С этой же дилеммой Россия столкнулась накануне Первой мировой войны: «Мы в Совете министров, — вспоминал министр финансов П. Барк, — при первом докладе Сазонова 11 июля 1914 г., обрисовавшего нам всю международную обстановку, вполне сознавали, что неудачная война означает гибель великодержавной России и вероятную революцию»[163]
. Тем не менее, несмотря на царящие тревожные настроения, Совет министров практически единогласно поддержал министра иностранных дел С. Сазонова о необходимости вступления в войну[164].«С. Сазонов, — по словам последнего дворцового коменданта В. Воейкова, — держался того мнения, что только война может предупредить революцию, которая непременно вспыхнет, если войны не будет»[165]
. «Маленькая победоносная война», казалось «действительно была средством, необходимым для восстановления жизнеспособности и престижа царского режима…, — подтверждает американский историк Р. Уорт, — в первой половине 1914 года проявились зловещие признаки угрозы, которую могли предотвратить только война или кардинальные реформы…»[166]. И Россия здесь не была исключением, с подобной дилеммой столкнулись все участники Первой мировой[167].Объявление войны было широко поддержано либеральной общественностью. Председатель Государственной Думы октябрист М. Родзянко уже во время второй Балканской войны в 1913 г., неоднократно обращался к Николаю II, настаивая на «решительных действиях» во внешней политике»[168]
, утверждал, что «война будет встречена с радостью и поднимет престиж власти»[169]. В июле 1914 г., когда Николай II «внезапно заколебался и приказал остановить мобилизацию военных округов», в ответ М. Родзянко заявил министру иностранных дел, ехавшему на доклад к государю: «я, как глава народного представительства, категорически заявляю, что народ русский никогда не простит проволочку времени…»[170]. И именно на общественное мнение, на решающем Совете министров, требуя вступления в войну, сошлется второй человек в правительстве А. Кривошеин: «Члены парламента и общественные деятели не поймут, почему в самый критический момент, когда речь идет о жизненных интересах России, правительство империи отказывается действовать решительно и твердо…»[171].Война и политическая борьба
Для меня было ясно, что монархия не в состоянии довести эту войну до конца и должна быть какая-то другая форма правления, которая может закончить эту войну.

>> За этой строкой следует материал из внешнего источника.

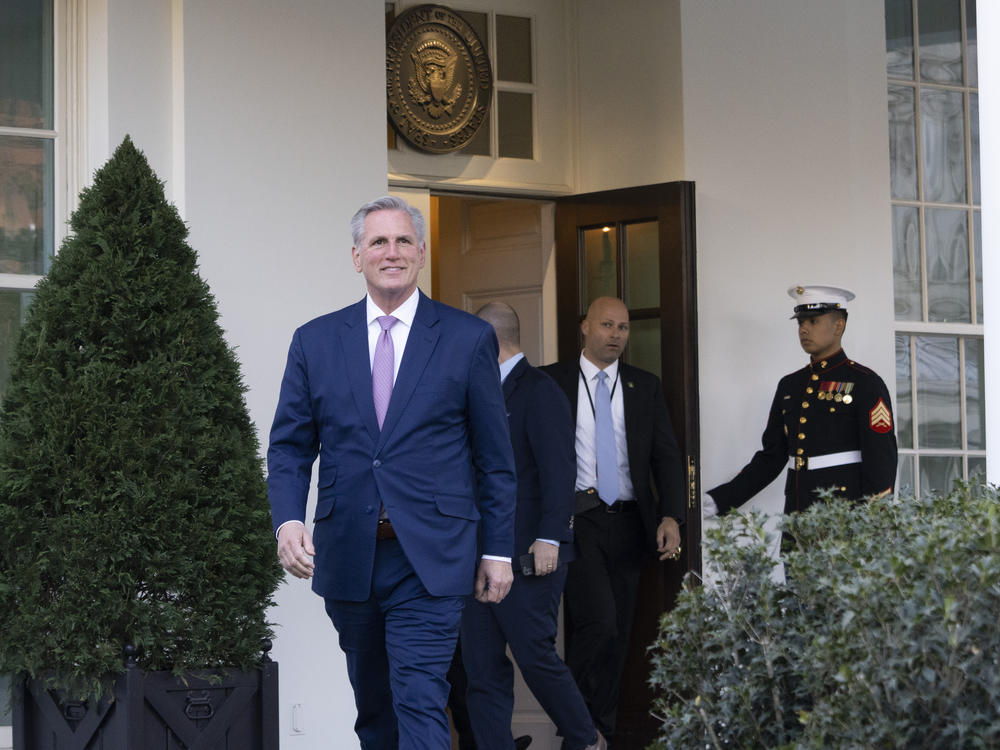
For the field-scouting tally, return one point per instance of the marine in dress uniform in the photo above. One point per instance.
(830, 424)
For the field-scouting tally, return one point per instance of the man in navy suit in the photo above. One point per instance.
(541, 431)
(618, 517)
(399, 397)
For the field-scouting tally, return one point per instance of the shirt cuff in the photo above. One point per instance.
(278, 530)
(708, 506)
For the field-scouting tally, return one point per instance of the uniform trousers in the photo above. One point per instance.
(399, 644)
(600, 599)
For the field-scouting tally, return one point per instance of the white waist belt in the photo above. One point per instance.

Начало Первой мировой вызвало всеобщий «патриотический подъем, который, — как вспоминал начальник петроградского охранного отделения К. Глобачев, — захватил Россию в момент объявления войны в июле 1914 г. и увеличивался под влиянием наших успехов в Восточной Галиции. Слабые проблески оппозиции и подпольного революционного движения, которые всегда захватывали некоторую часть нашей либеральной интеллигенции и рабочего класса, были совершенно подавлены»[173]
.В либеральных кругах начало войны было встречено настоящим взрывом патриотических чувств, в воззвании ЦК партии кадетов, опубликованном в партийной газете «Речь», говорилось: «Каково бы ни было наше отношение к внутренней политике правительства, наш первый долг сохранить нашу страну единой и неделимой и защищать ее положение мировой державы, оспариваемое врагом. Отложим наши внутренние споры, не дадим противнику ни малейшего предлога рассчитывать на разделяющие нас разногласия и будем твердо помнить, что в данный момент первая и единственная наша задача — поддержать наших солдат, внушая им веру в наше правое дело, спокойное мужество и надежду на победу нашего оружия…»[174]
.«Священное единение продолжалось, однако же, недолго. И не по вине Думы, — утверждал П. Милюков, — оно было нарушено. Заседание 26 июля было единственным, и мы ничего против этого не имели, в виду серьезности момента… Но уже накануне мы узнали, что по проекту Н. Маклакова Дума не будет собрана до осени 1915 г., то есть больше года. Тут проявилось не только оскорбительное отношение к Думе, но и прямое нарушение основных законов»[175]
. В результате продолжал лидер кадетов, «борьба с правительством, очевидно, была безнадежна и теряла интерес. На очередь выдвигалась апелляция Думы непосредственно к верховной власти. И сессия открылась рядом заявлений о том, что с данным правительством сговориться невозможно — и не стоит сговариваться»[176].